When you have breakfasted both well and amply, if you swallow a generous cup of good chocolate at the end of the meal, you will have digested the whole perfectly in comfort…Out of zeal for science, and by sheer force of eloquence, I have persuaded not a few ladies to make this experiment, although they thought to die of it; in every case they were delighted with the result…Those who habitually drink chocolate are conspicuous for unfailing health and immunity from the host of little ills which mar the enjoyment of life; their weight is also less inclined to vary; and these are two advantages which anyone may verify in society and among people whose diet can be ascertained. –Brillat-Savarin

Whether or not what Brillat-Savarin claims is true, is not of importance; it’s the fact that he wrote it at all.

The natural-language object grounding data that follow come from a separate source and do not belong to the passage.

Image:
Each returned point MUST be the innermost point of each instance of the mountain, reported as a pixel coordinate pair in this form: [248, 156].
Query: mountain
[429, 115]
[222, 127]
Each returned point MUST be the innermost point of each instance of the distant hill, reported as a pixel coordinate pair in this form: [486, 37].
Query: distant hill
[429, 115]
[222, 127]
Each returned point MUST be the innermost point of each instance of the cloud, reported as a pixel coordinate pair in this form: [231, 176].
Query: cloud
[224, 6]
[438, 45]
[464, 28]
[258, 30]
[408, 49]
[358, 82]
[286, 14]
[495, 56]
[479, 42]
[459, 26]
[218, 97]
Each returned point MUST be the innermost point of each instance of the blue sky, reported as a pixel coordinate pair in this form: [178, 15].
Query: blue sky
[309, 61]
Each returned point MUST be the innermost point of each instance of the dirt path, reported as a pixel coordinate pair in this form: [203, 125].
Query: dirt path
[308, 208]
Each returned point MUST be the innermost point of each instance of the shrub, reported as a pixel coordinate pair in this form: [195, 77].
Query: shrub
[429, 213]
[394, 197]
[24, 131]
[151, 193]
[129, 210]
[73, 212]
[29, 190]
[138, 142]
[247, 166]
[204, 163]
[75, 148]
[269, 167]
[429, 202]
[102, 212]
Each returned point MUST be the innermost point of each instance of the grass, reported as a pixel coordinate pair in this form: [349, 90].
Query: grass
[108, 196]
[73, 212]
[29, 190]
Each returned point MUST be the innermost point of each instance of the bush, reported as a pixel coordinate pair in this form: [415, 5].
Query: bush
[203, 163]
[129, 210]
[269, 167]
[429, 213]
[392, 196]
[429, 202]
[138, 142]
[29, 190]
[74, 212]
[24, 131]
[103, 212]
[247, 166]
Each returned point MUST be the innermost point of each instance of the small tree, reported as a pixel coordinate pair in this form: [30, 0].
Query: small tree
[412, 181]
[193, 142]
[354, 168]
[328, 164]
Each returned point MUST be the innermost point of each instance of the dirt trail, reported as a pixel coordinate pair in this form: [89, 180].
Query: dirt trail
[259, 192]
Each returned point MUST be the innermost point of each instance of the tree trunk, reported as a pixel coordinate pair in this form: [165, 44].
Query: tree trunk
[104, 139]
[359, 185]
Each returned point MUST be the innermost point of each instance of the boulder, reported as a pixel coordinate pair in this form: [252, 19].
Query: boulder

For years we have waged the war with health fanatics, trying to shove carob down our throats, that chocolate is bad for you. Slowly we are coming to discover from various universities and health clinics, that chocolate does in fact contain beneficial health properties such as antioxidants (oooh) and cancer fighting components (aaah). So I say eat with abandon, roll in chocolate syrup, and lap up hot chocolate like it is going out of style!

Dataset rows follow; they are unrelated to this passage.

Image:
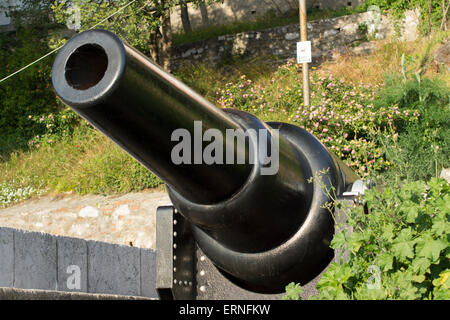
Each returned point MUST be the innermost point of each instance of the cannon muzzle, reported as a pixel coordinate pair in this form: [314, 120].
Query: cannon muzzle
[254, 214]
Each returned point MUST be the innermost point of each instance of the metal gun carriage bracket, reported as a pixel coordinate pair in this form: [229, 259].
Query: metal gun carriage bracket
[232, 232]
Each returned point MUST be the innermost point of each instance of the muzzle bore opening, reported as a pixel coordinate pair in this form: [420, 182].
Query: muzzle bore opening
[86, 66]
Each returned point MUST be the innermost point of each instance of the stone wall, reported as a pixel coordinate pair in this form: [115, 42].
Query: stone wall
[232, 10]
[34, 260]
[325, 35]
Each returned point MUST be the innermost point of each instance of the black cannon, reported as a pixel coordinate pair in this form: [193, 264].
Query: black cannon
[255, 217]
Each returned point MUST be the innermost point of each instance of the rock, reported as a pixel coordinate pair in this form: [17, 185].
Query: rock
[123, 210]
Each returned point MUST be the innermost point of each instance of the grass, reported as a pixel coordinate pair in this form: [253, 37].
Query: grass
[269, 20]
[87, 163]
[386, 57]
[90, 163]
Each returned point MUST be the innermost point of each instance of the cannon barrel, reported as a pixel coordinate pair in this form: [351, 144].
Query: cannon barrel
[263, 228]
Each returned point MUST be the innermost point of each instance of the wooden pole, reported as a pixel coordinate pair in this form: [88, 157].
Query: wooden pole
[304, 37]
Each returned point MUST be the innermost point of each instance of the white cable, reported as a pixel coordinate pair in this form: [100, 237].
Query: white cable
[54, 50]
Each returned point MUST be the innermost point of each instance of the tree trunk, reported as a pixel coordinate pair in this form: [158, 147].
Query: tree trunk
[160, 45]
[165, 43]
[430, 20]
[204, 12]
[185, 17]
[444, 15]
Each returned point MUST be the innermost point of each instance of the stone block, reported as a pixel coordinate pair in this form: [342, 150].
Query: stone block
[6, 257]
[113, 269]
[72, 264]
[34, 260]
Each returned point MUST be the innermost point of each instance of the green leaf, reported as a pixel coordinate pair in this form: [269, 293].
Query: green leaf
[420, 265]
[403, 245]
[385, 261]
[293, 291]
[338, 240]
[431, 249]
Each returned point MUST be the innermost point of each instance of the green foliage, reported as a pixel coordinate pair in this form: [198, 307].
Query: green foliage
[27, 93]
[423, 147]
[135, 22]
[400, 250]
[293, 291]
[398, 7]
[341, 115]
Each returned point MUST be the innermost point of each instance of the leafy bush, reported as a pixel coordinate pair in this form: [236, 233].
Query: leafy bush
[423, 147]
[341, 115]
[400, 250]
[28, 92]
[398, 7]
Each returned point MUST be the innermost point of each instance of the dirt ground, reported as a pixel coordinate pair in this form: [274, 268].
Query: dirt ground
[122, 219]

But for those of you with a more refined palate, whose tongue is craving just a modicum of velvelty smoothness, I offer you Hot Drinking Chocolate. Different from hot cocoa, that wintertime beverage of our youth, and for many, simply an excuse to drown piles of whipped cream in a dessert flavored beverage, or dunk a mellifluous marshmallow or two, drinking chocolate is slightly sweet, veritably rich, and altogether delicious. Drinking chocolate gets its creaminess from actual chocolate and milk, where as cocoa, though the words are often used interchangeably, comes from cocoa powder, a process made by pressing all of the fats– the cocoa butter, from the bean.

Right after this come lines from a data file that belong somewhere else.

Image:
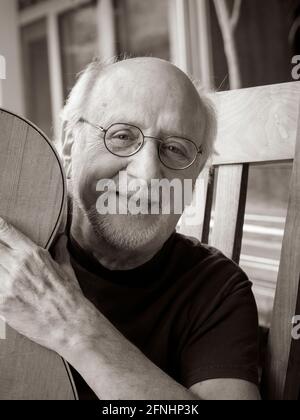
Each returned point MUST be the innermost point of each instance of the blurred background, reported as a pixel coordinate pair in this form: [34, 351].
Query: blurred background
[46, 43]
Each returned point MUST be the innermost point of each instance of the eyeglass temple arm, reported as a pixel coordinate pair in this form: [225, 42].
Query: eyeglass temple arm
[98, 127]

Though it may be summer, typically a season we do not associate with hot beverages, I say, “Come on, it’s chocolate!” Sinfully rich, the milk fats skipping across your tongue when you taste it, and the delightful decadence of the entire beverage beckoning you to drink ’til the cup is empty. Try a batch anytime, as dessert or respite from afternoon activity or be truly 18th century, and like Brillat-Savarin have it at the culmination of your morning meal, and see if you are not amply ready for the day ahead.

Hot Drinking Chocolate
2 servings
2 1/2 cups milk, either low or full fat
4 tablespoons grated, good-quality, bittersweet or semi-sweet chocolate
1 teaspoon vanilla extract.

In a small saucepan heat the milk to a simmer, whipping constantly. It is important to incorporate air into the milk, to maintain a frothy consistency. The more fat that is in the milk, the more froth that will be maintained. Add the chocolate and vanilla to the milk, and whip until incorporated. I use a pre-grated chocolate by Dolfin that is 77% cocoa. Sprinkle any remaining chocolate on top, if desired. Pour into cups, or cafe au lait bowls, and enjoy.